Les tribunaux utilisent déjà le casier judiciaire d’un individu comme l’un des facteurs aggravants ou atténuants dans la détermination de la peine. Les tribunaux examineront s’il s’agit d’infractions récentes ou si le casier judiciaire de l’individu est incomplet ou plutôt vieux. Il est évident que cela aura une incidence sur le poids qui sera accordé au casier judiciaire. Ces mêmes facteurs pourraient être pris en compte.

Avec cette limite arbitraire de cinq ans, nous courrons le risque de ne pas viser les infractions mêmes que nous voulons inclure.

La sénatrice Clement : Je vous remercie de votre travail. Je vous remercie du fond du cœur. Les dernières années ont été horribles et vous êtes toujours là. Vous continuez à accomplir votre travail, et nous vous en sommes reconnaissants.

J’aimerais revenir aux questions qui ont été posées par la sénatrice Pate. Dans le dernier groupe de témoins, nous avons entendu Me Bytensky dire que nous ne pouvons pas assurer la sécurité publique uniquement avec des peines d’emprisonnement. Nous avons entendu des témoins souligner l’existence d’études qui ont mis en lumière les conséquences disproportionnées de la détention provisoire sur les groupes marginalisés. En quoi le racisme envers les personnes marginalisées et les autres formes de discrimination influencent-ils le processus de libération sous caution? Ma question s’adresse à vous, maître Gray, car dans votre déclaration préliminaire, vous avez parlé de la complexité de la question.
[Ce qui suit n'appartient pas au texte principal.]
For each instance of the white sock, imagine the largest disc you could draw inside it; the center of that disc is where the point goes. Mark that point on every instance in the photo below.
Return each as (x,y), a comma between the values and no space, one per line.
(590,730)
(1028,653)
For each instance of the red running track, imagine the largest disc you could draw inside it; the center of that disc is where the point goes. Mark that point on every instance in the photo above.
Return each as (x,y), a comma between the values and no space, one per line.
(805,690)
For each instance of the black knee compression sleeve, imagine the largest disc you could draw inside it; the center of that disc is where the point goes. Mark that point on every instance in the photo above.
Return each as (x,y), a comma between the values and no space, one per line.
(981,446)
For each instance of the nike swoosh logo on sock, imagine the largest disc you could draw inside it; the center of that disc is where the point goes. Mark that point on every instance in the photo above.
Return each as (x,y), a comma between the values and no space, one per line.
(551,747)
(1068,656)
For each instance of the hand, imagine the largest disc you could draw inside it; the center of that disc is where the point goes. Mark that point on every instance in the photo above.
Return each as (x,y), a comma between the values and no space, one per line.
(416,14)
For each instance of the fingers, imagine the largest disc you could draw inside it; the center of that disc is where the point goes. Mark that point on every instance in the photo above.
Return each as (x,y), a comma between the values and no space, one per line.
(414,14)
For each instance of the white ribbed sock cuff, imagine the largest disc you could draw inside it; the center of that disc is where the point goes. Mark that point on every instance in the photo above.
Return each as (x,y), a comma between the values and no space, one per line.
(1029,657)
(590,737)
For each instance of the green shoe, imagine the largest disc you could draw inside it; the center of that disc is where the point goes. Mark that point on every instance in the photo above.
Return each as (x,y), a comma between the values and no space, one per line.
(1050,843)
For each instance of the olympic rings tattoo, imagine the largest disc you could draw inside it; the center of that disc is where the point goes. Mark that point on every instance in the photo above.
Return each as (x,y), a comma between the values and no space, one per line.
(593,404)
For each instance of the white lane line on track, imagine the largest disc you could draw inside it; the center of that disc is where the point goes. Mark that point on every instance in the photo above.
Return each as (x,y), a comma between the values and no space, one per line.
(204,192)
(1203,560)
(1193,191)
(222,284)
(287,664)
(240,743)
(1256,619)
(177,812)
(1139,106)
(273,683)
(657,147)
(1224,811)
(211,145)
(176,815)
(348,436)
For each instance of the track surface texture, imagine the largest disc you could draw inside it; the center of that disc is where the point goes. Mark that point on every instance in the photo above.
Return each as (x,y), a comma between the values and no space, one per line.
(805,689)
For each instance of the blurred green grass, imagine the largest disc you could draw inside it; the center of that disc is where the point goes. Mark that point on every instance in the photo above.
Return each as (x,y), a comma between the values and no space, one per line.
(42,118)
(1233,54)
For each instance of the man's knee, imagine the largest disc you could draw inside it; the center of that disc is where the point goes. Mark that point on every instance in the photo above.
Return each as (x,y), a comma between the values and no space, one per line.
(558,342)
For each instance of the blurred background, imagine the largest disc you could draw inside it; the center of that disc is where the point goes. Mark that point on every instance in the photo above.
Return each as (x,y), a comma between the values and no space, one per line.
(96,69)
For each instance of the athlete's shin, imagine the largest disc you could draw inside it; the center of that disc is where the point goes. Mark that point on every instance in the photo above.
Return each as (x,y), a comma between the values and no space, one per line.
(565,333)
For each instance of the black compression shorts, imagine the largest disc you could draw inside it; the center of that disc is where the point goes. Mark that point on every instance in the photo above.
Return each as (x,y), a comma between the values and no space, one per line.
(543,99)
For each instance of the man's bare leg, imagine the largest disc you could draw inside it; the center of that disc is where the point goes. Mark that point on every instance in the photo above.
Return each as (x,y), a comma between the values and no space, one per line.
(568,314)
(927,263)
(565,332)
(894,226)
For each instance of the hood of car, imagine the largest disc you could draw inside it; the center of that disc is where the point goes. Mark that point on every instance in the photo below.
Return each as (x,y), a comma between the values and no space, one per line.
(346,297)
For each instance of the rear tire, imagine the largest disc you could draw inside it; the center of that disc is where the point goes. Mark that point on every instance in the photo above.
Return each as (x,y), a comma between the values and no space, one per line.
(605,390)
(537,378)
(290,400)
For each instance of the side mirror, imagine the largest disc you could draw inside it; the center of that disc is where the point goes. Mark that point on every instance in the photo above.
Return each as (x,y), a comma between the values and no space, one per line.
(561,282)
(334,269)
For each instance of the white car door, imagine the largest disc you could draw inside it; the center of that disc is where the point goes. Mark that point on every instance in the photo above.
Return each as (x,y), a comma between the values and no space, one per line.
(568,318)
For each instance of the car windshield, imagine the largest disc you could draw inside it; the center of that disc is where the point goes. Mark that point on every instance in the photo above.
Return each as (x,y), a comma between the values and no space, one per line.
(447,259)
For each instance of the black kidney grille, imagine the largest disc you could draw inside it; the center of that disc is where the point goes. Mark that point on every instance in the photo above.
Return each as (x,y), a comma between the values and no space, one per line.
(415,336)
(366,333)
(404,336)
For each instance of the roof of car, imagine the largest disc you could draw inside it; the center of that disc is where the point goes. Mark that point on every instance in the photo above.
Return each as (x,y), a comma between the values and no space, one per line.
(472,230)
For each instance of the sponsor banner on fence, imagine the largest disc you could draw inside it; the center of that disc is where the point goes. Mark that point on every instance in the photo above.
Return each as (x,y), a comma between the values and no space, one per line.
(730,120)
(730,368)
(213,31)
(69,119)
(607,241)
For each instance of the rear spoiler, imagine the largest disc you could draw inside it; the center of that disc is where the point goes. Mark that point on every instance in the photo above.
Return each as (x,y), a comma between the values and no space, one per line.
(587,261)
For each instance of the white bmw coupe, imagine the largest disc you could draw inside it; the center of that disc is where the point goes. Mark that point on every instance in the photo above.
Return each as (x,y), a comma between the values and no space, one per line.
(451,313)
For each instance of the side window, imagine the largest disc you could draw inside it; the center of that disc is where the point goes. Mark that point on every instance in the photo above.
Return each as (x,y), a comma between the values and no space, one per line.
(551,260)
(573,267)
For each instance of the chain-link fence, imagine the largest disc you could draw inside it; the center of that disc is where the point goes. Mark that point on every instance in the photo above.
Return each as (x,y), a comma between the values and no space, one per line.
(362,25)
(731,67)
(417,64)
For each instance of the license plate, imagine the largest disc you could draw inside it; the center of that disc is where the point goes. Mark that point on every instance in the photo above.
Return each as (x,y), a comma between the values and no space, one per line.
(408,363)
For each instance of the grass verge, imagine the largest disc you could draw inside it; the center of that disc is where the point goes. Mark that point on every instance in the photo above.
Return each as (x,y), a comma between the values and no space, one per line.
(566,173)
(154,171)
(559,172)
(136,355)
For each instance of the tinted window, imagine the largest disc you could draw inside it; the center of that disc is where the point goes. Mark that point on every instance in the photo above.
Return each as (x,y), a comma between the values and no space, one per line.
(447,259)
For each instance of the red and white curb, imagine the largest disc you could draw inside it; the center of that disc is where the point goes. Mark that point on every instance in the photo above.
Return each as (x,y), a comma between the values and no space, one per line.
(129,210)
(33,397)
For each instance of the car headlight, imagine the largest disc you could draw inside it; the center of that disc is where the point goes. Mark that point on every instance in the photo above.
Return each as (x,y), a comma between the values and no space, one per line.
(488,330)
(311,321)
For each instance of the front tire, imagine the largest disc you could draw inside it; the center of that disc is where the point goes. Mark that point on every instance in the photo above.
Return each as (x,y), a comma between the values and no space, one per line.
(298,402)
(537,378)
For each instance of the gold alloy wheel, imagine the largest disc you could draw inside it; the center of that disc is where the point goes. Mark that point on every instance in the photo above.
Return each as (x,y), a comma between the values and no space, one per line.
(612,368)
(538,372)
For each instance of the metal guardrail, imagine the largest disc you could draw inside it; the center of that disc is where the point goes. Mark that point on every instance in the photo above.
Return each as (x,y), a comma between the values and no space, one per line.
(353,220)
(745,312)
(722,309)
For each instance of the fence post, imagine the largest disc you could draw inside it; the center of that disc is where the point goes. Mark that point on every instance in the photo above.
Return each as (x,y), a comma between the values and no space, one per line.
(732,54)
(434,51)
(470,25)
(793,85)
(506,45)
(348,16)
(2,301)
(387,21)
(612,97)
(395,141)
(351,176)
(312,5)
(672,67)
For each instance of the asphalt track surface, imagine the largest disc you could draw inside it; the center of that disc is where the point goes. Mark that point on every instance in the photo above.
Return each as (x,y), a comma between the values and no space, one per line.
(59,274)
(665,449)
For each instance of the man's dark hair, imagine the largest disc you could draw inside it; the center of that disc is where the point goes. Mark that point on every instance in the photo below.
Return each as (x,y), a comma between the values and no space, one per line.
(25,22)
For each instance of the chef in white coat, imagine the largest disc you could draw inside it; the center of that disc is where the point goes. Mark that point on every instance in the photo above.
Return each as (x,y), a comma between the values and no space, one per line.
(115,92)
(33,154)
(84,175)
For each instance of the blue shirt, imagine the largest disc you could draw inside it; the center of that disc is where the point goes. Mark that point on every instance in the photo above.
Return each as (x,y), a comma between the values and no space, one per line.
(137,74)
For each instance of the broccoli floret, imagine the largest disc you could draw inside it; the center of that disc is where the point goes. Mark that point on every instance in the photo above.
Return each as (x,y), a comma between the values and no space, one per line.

Me Gray : Je vous remercie de votre question.

Pour répondre à la remarque du commissaire, il ne peut s’agir que de cela. Nous avons à cœur la sûreté et le bien-être des collectivités. C’est ce que nous croyons à l’Association canadienne des chefs de police. Nous avons même intégré dans notre travail des stratégies de retrait des gangs et des programmes de lutte contre la violence entre partenaires intimes.

Je tiens à souligner que, oui, bien que je ne sois pas en désaccord avec ce qu’ont dit les témoins précédents, les collectivités les plus touchées par les crimes commis avec des armes à feu sont aussi des collectivités marginalisées. Les mesures contenues dans ce projet de loi rendront ces collectivités plus sûres. Une fois que les mesures de soutien communautaire seront en place, les collectivités pourront se relever, et les personnes qui sont incarcérées en raison de ces crimes resteront en prison.

Le président : Nous n’avons pas assez de temps pour une deuxième série de questions. Nous avons tous d’autres engagements bientôt.

Avant de lever la séance, j’aimerais remercier sincèrement les témoins qui ont participé à cette réunion. Je sais que vous avez des collègues qui ont souffert et qui ont perdu la vie alors qu’ils servaient les Canadiens. Vos témoignages sont très importants pour notre comité. J’aimerais surtout vous remercier, commissaire Carrique, de vous être joint à nous aujourd’hui et de nous avoir réservé du temps dans votre horaire chargé. Maîtres Fraser et Gray, je vous remercie de vos témoignages. Merci d’avoir répondu à nos questions.

M. Tom Stamatakis qui est le représentant et le président de l’Association canadienne des policiers n’a pu participer à notre réunion en raison de problèmes d’ordre technique. Il est dans une région éloignée et il ne dispose pas d’un casque d’écoute qui fonctionne. Il va nous envoyer un mémoire dans quelques jours.

Nous reprendrons notre étude de ce projet de loi mercredi prochain. Je vous remercie.